Heureusement les suivants seront un peu plus causants, certains nous
demanderont de la nourriture, d’autres nous en proposeront (un gros poulpe bien
dégoulinant tendu à bout de bras… « Non
merci sans façon ! »), enfin les derniers nous délivreront
presqu’en s’excusant d’un de leurs pièges, car il faut l’avouer ils ont fait de
ces eaux un vrai champ de mine et malgré une veille renforcée il est difficile
de passer à travers. Nous découvrirons plus tard que ces pêcheurs qui naviguent
par bordée de deux ou trois sur des lanchas de 7.50 m , propulsées par un
moteur hors bord de 75 CV, à plus de 400 milles des côtes équatoriennes, ont en
fait un vaisseau mère qui les escorte et les ravitaille.

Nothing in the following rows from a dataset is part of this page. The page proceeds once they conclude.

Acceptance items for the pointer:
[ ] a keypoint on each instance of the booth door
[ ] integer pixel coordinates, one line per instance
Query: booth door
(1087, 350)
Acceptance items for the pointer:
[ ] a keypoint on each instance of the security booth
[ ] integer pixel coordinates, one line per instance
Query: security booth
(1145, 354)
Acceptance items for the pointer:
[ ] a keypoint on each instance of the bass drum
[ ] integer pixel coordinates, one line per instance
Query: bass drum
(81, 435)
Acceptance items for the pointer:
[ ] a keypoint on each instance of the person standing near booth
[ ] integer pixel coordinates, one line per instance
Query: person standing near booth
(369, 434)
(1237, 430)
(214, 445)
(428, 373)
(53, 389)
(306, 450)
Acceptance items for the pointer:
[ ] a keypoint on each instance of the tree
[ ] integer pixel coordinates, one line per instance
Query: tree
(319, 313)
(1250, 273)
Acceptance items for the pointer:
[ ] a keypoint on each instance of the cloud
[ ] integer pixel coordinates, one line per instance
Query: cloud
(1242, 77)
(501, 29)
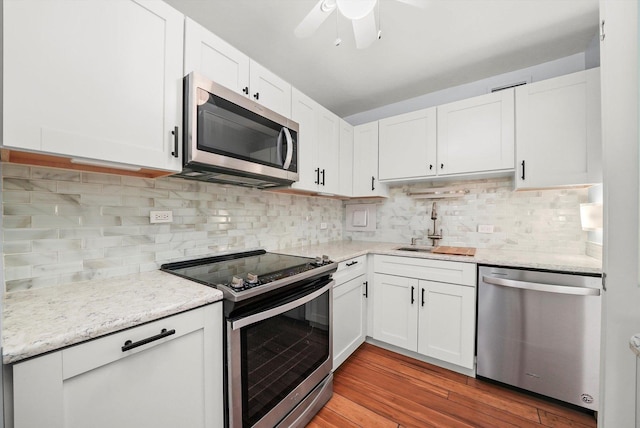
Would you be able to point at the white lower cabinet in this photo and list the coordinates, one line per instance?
(426, 306)
(173, 381)
(349, 308)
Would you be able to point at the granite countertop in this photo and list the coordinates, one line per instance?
(344, 250)
(46, 319)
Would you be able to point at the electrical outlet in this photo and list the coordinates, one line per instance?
(485, 228)
(160, 216)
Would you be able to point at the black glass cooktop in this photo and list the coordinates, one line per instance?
(241, 273)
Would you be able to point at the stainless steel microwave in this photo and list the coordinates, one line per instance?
(231, 139)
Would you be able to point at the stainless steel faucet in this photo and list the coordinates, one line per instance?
(433, 235)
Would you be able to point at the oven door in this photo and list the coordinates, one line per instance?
(278, 354)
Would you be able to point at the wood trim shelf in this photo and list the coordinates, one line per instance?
(53, 161)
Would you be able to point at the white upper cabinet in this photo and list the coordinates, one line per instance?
(346, 158)
(304, 111)
(365, 161)
(329, 151)
(558, 131)
(318, 146)
(476, 134)
(269, 90)
(407, 145)
(216, 59)
(94, 80)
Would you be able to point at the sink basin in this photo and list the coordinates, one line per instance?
(415, 249)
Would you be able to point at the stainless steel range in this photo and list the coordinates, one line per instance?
(278, 311)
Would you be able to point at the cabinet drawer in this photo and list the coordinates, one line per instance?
(349, 269)
(96, 353)
(428, 269)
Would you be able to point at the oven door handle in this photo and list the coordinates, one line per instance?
(252, 319)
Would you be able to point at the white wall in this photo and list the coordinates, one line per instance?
(621, 314)
(547, 70)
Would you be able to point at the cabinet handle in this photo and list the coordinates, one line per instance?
(174, 153)
(128, 345)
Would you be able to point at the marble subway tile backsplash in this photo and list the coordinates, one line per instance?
(541, 220)
(64, 226)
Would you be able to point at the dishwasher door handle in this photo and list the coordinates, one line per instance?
(547, 288)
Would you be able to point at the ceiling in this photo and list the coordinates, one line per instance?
(422, 50)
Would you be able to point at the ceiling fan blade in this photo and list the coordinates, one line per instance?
(365, 30)
(422, 4)
(314, 18)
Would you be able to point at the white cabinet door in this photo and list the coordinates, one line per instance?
(329, 151)
(349, 318)
(476, 134)
(269, 90)
(206, 53)
(98, 80)
(346, 158)
(170, 382)
(395, 308)
(558, 131)
(304, 111)
(447, 322)
(407, 146)
(365, 161)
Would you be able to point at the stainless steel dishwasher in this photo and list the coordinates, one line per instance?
(540, 331)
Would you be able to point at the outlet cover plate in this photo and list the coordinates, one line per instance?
(160, 216)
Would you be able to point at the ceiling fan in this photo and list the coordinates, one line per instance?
(360, 12)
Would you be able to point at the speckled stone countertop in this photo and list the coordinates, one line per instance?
(344, 250)
(46, 319)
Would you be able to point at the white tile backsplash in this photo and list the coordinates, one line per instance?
(542, 220)
(64, 226)
(67, 226)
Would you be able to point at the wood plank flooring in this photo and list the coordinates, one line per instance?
(379, 388)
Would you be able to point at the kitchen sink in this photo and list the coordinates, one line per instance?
(415, 249)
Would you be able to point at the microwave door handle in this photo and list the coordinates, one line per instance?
(287, 161)
(279, 146)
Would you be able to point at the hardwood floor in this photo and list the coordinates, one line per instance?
(379, 388)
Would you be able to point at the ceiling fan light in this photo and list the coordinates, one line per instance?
(355, 9)
(328, 5)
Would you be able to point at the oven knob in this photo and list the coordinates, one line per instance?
(237, 283)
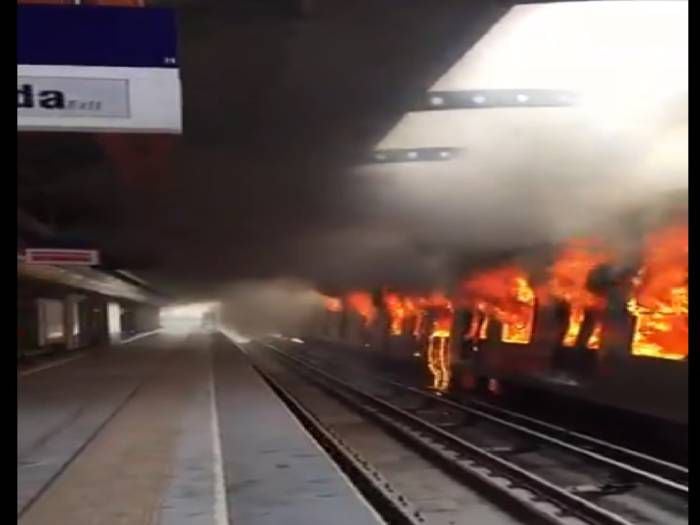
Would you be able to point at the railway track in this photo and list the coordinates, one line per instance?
(493, 450)
(628, 464)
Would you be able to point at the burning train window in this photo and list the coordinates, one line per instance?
(505, 295)
(659, 299)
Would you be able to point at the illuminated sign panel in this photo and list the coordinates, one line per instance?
(97, 69)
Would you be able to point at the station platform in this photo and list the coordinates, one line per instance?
(170, 429)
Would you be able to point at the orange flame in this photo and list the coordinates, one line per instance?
(396, 307)
(504, 294)
(363, 304)
(568, 276)
(439, 341)
(660, 298)
(332, 304)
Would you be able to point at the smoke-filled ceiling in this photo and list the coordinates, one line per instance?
(268, 180)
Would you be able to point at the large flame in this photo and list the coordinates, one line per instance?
(659, 300)
(504, 294)
(363, 304)
(567, 282)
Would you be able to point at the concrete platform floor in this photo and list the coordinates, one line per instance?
(171, 429)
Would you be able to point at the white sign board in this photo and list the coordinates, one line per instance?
(61, 257)
(110, 69)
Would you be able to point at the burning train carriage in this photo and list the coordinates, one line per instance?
(595, 330)
(588, 327)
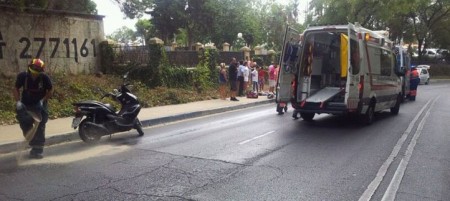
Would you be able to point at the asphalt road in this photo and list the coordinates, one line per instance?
(252, 154)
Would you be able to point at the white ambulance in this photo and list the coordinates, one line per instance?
(339, 69)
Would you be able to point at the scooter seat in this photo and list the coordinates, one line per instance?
(109, 106)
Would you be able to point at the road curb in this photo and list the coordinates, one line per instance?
(73, 136)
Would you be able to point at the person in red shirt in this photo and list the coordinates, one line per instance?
(261, 79)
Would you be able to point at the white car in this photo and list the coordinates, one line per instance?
(424, 75)
(432, 53)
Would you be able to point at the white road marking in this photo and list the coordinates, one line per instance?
(368, 193)
(260, 136)
(392, 189)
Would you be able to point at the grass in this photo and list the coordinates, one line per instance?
(73, 88)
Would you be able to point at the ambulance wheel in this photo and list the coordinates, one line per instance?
(369, 115)
(396, 108)
(307, 116)
(280, 109)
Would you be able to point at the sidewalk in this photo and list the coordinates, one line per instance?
(59, 130)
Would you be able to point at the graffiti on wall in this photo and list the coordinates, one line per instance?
(69, 46)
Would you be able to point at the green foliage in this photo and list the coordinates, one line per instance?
(177, 77)
(145, 29)
(75, 88)
(107, 57)
(205, 74)
(123, 35)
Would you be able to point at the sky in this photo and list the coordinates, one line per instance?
(115, 19)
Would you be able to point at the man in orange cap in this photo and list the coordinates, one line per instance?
(31, 105)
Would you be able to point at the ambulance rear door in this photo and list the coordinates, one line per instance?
(288, 64)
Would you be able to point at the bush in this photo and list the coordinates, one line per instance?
(74, 88)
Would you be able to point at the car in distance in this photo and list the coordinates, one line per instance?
(424, 75)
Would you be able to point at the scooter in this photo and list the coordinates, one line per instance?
(95, 119)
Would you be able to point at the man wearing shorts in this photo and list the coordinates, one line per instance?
(272, 81)
(232, 76)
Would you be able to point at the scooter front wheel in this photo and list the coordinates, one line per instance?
(86, 134)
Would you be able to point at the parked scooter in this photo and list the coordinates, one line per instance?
(102, 119)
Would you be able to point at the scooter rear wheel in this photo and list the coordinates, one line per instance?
(138, 127)
(86, 134)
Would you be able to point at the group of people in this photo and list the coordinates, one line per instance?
(240, 74)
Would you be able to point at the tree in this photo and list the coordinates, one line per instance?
(145, 29)
(216, 21)
(123, 35)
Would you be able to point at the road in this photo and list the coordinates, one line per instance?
(252, 154)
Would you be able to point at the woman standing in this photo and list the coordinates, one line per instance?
(223, 81)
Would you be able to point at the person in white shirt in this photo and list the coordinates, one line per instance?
(241, 76)
(246, 74)
(255, 78)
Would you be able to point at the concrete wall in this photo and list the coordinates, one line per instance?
(66, 42)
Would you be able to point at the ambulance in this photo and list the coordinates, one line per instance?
(339, 69)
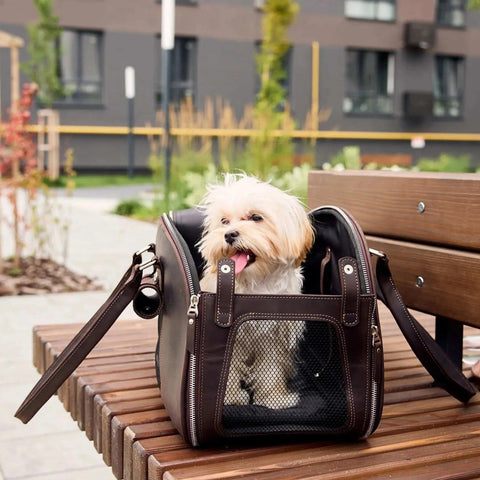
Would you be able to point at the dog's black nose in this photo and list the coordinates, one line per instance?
(231, 236)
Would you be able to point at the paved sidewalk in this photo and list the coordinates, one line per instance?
(51, 447)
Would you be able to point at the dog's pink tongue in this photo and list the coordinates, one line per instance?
(240, 259)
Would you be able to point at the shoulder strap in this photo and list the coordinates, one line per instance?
(81, 345)
(433, 358)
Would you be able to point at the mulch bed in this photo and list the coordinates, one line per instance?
(37, 276)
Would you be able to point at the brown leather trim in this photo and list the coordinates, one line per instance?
(225, 292)
(350, 282)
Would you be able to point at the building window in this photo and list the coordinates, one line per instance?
(284, 80)
(448, 82)
(370, 82)
(451, 13)
(80, 66)
(382, 10)
(183, 70)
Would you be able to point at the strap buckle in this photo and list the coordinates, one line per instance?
(377, 253)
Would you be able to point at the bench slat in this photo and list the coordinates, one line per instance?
(451, 278)
(386, 204)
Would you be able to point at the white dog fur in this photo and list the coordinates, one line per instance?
(268, 234)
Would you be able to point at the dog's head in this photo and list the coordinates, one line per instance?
(255, 224)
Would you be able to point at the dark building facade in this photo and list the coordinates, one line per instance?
(387, 69)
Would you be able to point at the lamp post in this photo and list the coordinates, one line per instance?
(130, 96)
(168, 41)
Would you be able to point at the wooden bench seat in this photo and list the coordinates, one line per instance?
(424, 433)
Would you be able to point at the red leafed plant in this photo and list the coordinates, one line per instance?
(19, 170)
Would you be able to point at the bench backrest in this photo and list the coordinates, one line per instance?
(427, 223)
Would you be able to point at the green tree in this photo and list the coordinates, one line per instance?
(43, 51)
(266, 150)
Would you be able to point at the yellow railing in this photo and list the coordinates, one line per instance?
(305, 134)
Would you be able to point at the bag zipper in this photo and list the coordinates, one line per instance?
(376, 338)
(191, 314)
(377, 357)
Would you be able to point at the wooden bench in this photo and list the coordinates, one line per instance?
(429, 225)
(424, 432)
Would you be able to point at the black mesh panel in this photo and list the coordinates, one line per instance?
(285, 375)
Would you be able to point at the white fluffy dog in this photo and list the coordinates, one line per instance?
(268, 234)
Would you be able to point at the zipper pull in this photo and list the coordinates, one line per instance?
(193, 308)
(377, 353)
(192, 315)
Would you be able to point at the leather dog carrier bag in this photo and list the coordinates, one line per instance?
(235, 365)
(312, 363)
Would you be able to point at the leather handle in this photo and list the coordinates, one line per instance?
(433, 358)
(85, 340)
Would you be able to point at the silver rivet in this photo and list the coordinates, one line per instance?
(348, 269)
(225, 269)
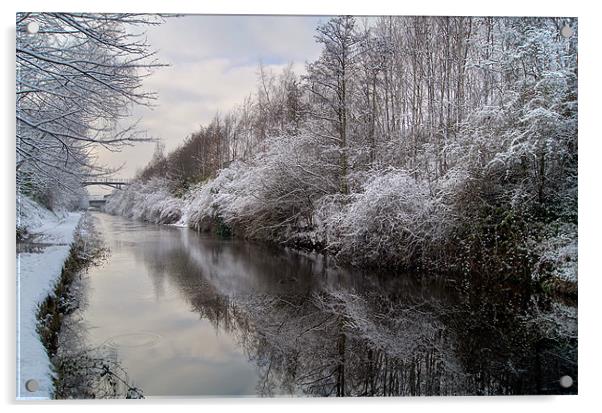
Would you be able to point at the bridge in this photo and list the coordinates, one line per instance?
(116, 183)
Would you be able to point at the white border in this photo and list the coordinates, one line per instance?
(590, 152)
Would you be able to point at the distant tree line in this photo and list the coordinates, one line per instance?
(410, 141)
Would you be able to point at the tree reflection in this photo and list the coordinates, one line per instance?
(312, 329)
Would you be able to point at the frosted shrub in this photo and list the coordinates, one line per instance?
(391, 222)
(147, 201)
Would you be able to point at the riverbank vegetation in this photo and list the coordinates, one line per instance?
(422, 143)
(78, 76)
(78, 370)
(415, 142)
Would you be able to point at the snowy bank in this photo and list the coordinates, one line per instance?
(37, 272)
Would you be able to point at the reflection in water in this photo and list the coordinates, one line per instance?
(293, 324)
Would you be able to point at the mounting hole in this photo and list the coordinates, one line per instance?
(32, 385)
(566, 381)
(566, 31)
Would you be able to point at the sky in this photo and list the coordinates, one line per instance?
(213, 65)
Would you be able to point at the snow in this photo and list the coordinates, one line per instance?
(37, 273)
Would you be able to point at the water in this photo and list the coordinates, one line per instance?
(192, 315)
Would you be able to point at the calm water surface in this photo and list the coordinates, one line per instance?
(192, 315)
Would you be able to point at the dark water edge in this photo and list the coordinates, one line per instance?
(80, 371)
(293, 323)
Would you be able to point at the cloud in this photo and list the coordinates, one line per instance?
(213, 67)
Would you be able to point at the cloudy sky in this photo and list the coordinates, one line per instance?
(213, 67)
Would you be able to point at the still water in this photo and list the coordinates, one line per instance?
(190, 315)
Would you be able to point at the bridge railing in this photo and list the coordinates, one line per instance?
(107, 181)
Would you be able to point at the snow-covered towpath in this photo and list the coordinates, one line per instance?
(37, 273)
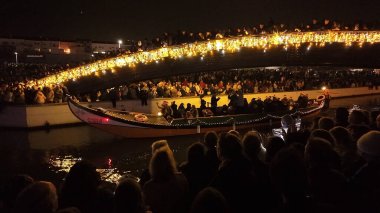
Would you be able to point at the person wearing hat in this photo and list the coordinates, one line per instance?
(365, 184)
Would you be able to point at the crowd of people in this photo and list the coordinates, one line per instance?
(254, 80)
(331, 166)
(231, 82)
(183, 36)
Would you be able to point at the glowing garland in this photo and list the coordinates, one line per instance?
(231, 120)
(229, 45)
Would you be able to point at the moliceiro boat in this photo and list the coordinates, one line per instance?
(139, 125)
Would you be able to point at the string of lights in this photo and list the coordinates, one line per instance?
(222, 120)
(225, 45)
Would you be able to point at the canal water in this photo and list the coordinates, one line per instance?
(48, 154)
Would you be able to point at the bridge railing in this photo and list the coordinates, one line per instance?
(204, 48)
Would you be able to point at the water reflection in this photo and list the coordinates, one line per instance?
(48, 155)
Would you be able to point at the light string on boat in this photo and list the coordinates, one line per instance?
(208, 48)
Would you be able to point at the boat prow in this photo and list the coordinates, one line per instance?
(139, 125)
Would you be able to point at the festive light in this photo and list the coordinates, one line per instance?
(225, 45)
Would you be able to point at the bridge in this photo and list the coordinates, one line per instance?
(333, 48)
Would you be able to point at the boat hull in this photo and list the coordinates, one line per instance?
(105, 121)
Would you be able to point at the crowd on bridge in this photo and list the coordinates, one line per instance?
(183, 36)
(238, 81)
(331, 166)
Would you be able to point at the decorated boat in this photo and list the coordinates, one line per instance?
(139, 125)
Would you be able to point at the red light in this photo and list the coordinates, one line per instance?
(109, 162)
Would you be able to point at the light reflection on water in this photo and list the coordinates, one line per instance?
(48, 155)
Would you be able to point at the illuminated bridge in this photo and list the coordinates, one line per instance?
(335, 48)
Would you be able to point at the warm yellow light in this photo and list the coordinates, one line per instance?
(228, 45)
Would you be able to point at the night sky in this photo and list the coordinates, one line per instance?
(109, 20)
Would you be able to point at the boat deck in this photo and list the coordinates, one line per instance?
(130, 116)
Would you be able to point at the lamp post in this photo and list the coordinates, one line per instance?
(16, 53)
(120, 42)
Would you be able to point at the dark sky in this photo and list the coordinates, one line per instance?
(109, 20)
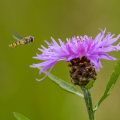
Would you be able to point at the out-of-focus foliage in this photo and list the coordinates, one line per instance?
(19, 91)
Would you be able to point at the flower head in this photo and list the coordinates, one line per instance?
(78, 47)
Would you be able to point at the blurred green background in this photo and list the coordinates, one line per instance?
(19, 91)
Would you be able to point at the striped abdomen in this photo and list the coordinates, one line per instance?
(16, 44)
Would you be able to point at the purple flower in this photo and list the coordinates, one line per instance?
(77, 48)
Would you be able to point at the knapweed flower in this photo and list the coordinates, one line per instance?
(83, 53)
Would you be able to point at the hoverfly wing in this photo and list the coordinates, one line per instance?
(17, 36)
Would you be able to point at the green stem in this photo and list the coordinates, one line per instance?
(88, 101)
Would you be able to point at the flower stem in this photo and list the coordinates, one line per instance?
(88, 101)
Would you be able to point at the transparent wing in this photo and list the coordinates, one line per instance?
(17, 36)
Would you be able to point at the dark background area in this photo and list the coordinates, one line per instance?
(19, 91)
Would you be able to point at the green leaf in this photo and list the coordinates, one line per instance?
(66, 86)
(111, 82)
(19, 116)
(90, 84)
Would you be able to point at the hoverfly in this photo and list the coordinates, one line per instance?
(21, 40)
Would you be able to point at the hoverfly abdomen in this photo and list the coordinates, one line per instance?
(21, 40)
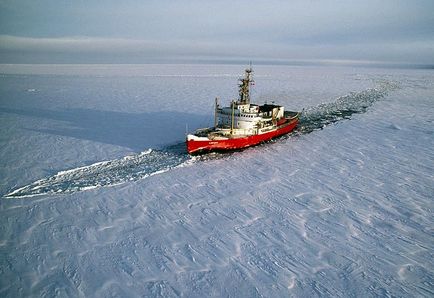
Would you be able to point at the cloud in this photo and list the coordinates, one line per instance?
(119, 50)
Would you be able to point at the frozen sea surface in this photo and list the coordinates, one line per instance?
(341, 207)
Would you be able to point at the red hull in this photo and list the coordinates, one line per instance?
(196, 146)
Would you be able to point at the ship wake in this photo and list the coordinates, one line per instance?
(152, 162)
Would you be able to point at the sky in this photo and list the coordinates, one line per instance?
(128, 31)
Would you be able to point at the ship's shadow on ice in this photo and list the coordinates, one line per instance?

Les pêcheurs équatoriens à bord d’une lancha
Il y eut aussi cette rencontre improbable, au petit matin,
avec un catamaran français, Kalolo, un Looping 55, en route pour la Nouvelle
Calédonie, avec qui nous avons bavardé deux heures durant, pendant que
crépitaient les appareils photos !
Dernière rencontre et pas des moindres, comme le veut la
coutume lorsqu’un navire passe la ligne de l’Equateur, nous avons reçu la
visite de Neptune qui, après un court discours de bienvenue (l’attention de nos
petits matelots étant limitée), a remis à chacune des deux sirènes, un totem
qui les accompagnera tout au long de leur voyage dans le Pacifique. L’étendue
du répertoire de peluches du bord a permis de judicieuses attributions :
Camille a reçu un hippocampe représentant ces désirs d’évasion et d’aventure,
tandis qu’Apolline recevait un poisson-ange, symbolisant la bienveillance
qu’elle a toujours à l’égard des autres.
Visite impromptue mais très attendue de Neptune à bord de
Coccinelle peu après le passage de l’Equateur.
Une arrivée de nuit
Confection du pavillon équatorien
Au matin du 13 mai, nous apercevons les côtes de San
Cristobal. Au cours de la journée nous longeons San Salvador et Santa Cruz, et
ce n’est qu’à la nuit tombée que nous découvrons les côtes d’Isabella. Cette
fois (mais ce sera la seule, promis !), nous transgresserons l’un de nos
préceptes majeur, qui interdit de rentrer de nuit dans un mouillage inconnu. Un
caprice que l’on a pu s’offrir grâce au capitaine qui a eu la riche idée de
relever la trace AIS d’un cargo entré quelques heures auparavant sur l’écran de
notre ordinateur de bord. L’approche en est
assez délicate, nous savons que la carte est fausse : cinq ans plus tôt,
ici à Isabella, un catamaran s’est mis au sec en tentant de gagner ce mouillage
bordé de récifs de toute part. Nous avons donc corroboré la route du cargo avec
les traditionnels feux d’alignements. Je suis à la barre et Gilles est sur le
pont à guetter les balises ; soudain j’entends un souffle et aperçois au
clair de lune une paire de moustache sur tribord, je m’émerveille et quitte la
barre un instant. Le Capitaine me reprend aussitôt car la manœuvre est délicate
et loin d’être terminée. C’est donc à petite vitesse que nous ferons le dernier
mille avant de venir poser notre pioche juste au cul du cargo, derrière lequel
on devine déjà les brisants. Il est 3h du matin, les filles dorment toutes les
deux dans le carré. Nous allons nous coucher en leur laissant un paquet de
gâteau sur la table et un petit mot : « Ne pas réveiller papa et maman ». Je réalise alors la
commodité de ce nouveau mode de communication avec les enfants, grâce au
progrès de Camille avec le CNED… Malheureusement elle le lira haut et fort à sa
sœur dès leur réveil !
Première corvée de l’escale : laver doudou-vache, qui
sentait tellement mauvais qu’il a passé les deux derniers jours de la traversée
consigné dehors suspendu aux filières.